Weighted metrics: replace the simple mean with Σ(wᵢ × metricᵢ) / Σwᵢ.
Lower MAE, RMSE, and WAPE usually indicate tighter predictions. Bias reveals directional drift, while R² summarizes fit relative to the actual series variance.
How to Use This Calculator
Paste the actual values into the first field and the predicted values into the second. Keep both series in the same order so each observation matches correctly.
Add optional weights when some observations deserve more influence, such as higher revenue accounts, larger contracts, or measurements with stronger confidence.
Choose the number of decimal places, click Calculate Metrics, and review the result section displayed above the form.
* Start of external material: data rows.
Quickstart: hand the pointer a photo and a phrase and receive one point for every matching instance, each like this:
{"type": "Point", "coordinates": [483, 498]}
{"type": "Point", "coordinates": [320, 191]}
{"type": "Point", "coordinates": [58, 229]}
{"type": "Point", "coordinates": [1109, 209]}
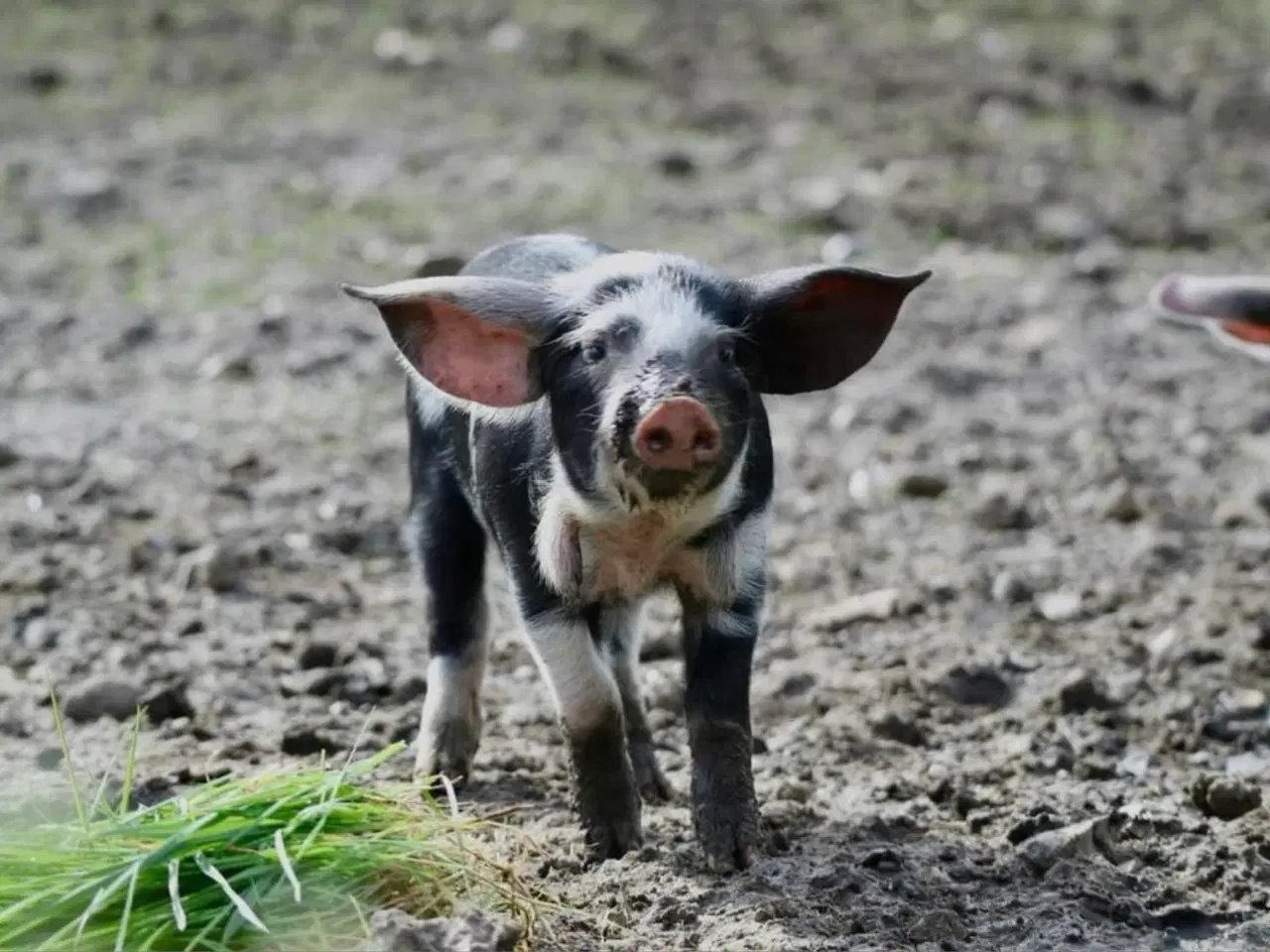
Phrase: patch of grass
{"type": "Point", "coordinates": [281, 861]}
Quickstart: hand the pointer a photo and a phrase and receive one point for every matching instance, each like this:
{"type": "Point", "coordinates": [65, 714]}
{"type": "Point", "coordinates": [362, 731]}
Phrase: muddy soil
{"type": "Point", "coordinates": [1014, 689]}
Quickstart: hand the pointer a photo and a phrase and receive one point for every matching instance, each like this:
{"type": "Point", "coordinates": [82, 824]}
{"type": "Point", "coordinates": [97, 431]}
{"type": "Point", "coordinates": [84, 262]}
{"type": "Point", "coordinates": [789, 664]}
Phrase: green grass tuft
{"type": "Point", "coordinates": [282, 861]}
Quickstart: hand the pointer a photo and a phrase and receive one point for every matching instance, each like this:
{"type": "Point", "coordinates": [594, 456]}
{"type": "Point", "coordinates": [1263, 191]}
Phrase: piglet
{"type": "Point", "coordinates": [598, 414]}
{"type": "Point", "coordinates": [1234, 308]}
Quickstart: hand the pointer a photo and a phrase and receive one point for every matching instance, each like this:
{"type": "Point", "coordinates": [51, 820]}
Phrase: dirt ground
{"type": "Point", "coordinates": [1020, 562]}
The calculator shows metric cards, detailed tables, and Plotly graphs immediately.
Use the CSV button to export the observation table and summary metrics. Use the PDF button to save the visible results block as a shareable report.
Frequently Asked Questions
1) What is the difference between MAE and RMSE?
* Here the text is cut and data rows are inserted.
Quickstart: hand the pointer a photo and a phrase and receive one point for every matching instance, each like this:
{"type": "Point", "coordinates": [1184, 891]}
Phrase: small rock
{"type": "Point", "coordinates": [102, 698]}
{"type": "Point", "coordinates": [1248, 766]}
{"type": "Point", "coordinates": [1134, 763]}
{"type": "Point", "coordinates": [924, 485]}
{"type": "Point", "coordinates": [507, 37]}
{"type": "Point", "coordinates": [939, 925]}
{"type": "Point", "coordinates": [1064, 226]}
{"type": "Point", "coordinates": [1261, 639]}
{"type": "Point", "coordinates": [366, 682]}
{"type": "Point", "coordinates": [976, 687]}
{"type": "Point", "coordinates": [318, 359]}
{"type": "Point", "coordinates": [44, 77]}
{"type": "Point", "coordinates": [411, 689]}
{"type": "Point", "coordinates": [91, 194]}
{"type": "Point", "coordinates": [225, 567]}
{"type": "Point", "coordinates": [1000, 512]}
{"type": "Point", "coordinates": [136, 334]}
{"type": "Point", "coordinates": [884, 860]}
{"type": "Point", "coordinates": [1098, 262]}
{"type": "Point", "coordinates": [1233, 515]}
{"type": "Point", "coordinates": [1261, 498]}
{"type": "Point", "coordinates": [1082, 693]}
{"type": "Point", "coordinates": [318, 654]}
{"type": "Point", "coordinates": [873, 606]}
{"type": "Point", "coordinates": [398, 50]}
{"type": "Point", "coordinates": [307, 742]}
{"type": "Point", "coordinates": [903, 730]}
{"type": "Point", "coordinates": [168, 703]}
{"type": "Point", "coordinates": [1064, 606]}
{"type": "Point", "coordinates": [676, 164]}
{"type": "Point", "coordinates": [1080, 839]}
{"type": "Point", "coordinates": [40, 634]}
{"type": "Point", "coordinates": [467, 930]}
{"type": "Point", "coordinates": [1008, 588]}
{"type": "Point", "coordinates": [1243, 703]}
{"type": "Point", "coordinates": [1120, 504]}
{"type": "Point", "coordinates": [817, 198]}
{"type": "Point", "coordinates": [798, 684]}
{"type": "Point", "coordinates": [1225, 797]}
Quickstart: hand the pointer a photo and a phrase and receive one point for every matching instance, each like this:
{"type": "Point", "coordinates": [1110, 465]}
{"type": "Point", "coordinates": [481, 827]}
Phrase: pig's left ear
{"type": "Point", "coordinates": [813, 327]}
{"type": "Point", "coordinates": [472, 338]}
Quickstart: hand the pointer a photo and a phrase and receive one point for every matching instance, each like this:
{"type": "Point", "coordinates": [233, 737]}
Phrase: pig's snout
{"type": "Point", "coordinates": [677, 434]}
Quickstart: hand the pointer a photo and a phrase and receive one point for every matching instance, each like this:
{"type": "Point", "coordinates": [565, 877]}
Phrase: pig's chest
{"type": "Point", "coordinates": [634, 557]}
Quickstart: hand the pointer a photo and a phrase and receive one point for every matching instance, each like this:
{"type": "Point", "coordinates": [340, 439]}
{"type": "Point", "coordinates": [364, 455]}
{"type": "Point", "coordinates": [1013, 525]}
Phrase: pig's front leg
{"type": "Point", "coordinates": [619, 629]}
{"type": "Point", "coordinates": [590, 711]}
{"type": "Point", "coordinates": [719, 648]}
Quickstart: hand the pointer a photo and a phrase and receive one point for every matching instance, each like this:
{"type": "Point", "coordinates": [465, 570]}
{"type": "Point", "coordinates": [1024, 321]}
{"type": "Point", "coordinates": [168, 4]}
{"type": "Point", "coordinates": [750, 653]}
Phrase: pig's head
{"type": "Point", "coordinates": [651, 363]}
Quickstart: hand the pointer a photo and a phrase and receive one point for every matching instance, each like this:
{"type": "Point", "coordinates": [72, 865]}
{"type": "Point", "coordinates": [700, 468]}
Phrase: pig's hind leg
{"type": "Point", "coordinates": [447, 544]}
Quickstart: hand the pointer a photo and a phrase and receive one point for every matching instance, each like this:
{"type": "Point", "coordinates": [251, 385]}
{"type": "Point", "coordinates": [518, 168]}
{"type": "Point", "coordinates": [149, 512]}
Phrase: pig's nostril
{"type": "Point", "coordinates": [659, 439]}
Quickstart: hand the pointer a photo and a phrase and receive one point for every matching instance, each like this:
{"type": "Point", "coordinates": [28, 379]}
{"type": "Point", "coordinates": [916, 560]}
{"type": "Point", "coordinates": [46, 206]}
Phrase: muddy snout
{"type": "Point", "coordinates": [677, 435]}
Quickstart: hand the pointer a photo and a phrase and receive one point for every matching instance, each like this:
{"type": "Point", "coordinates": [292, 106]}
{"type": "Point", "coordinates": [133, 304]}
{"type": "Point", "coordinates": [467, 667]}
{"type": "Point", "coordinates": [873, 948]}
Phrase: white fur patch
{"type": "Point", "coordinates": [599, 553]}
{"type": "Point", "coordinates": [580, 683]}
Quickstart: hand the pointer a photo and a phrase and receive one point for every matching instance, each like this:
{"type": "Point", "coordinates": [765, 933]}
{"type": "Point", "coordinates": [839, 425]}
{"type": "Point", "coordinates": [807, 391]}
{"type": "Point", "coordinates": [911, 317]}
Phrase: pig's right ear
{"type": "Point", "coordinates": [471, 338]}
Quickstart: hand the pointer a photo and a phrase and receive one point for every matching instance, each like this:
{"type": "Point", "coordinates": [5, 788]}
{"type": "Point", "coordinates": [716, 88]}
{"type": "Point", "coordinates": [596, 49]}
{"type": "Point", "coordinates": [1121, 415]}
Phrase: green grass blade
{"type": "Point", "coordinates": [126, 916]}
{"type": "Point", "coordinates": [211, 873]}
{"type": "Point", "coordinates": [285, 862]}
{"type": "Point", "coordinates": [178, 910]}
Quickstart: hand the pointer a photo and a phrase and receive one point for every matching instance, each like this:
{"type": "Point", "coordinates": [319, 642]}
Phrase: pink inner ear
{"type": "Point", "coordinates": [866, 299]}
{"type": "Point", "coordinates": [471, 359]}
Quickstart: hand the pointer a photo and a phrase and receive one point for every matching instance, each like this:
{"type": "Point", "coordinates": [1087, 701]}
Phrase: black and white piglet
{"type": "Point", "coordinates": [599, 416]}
MAE averages absolute misses evenly. RMSE squares errors first, so large misses matter much more. Use RMSE when big outliers should carry stronger penalties.
2) Why can MAPE show “Not available”?
MAPE divides by actual values. When an actual value equals zero, that row cannot contribute safely. The calculator excludes those rows and reports how many remained valid.
3) When should I use sMAPE instead of MAPE?
sMAPE is often better when values vary greatly or predictions can sit near zero. It uses both actual and predicted magnitudes to reduce asymmetry.
4) What does a positive bias mean?
Bias uses actual minus predicted. A positive result means predictions tend to be lower than actual values overall. A negative result suggests overprediction.
5) Should I trust R² alone?
No. R² describes variance explained, not the whole error story. Pair it with MAE, RMSE, and bias to understand scale, stability, and directional drift.
6) What are weighted metrics for?
Weighted metrics give selected observations more influence. This helps when some rows represent higher business value, larger exposure, or more reliable measurements.
7) Why does RMSLE require special values?
RMSLE uses logarithms of one plus each value. Values must stay above minus one. It is useful when proportional misses matter more than absolute misses.
8) What does the residual graph show?
It shows signed errors by observation. Random scatter around zero usually looks healthier. Repeating patterns can suggest drift, seasonality, nonlinearity, or missing features.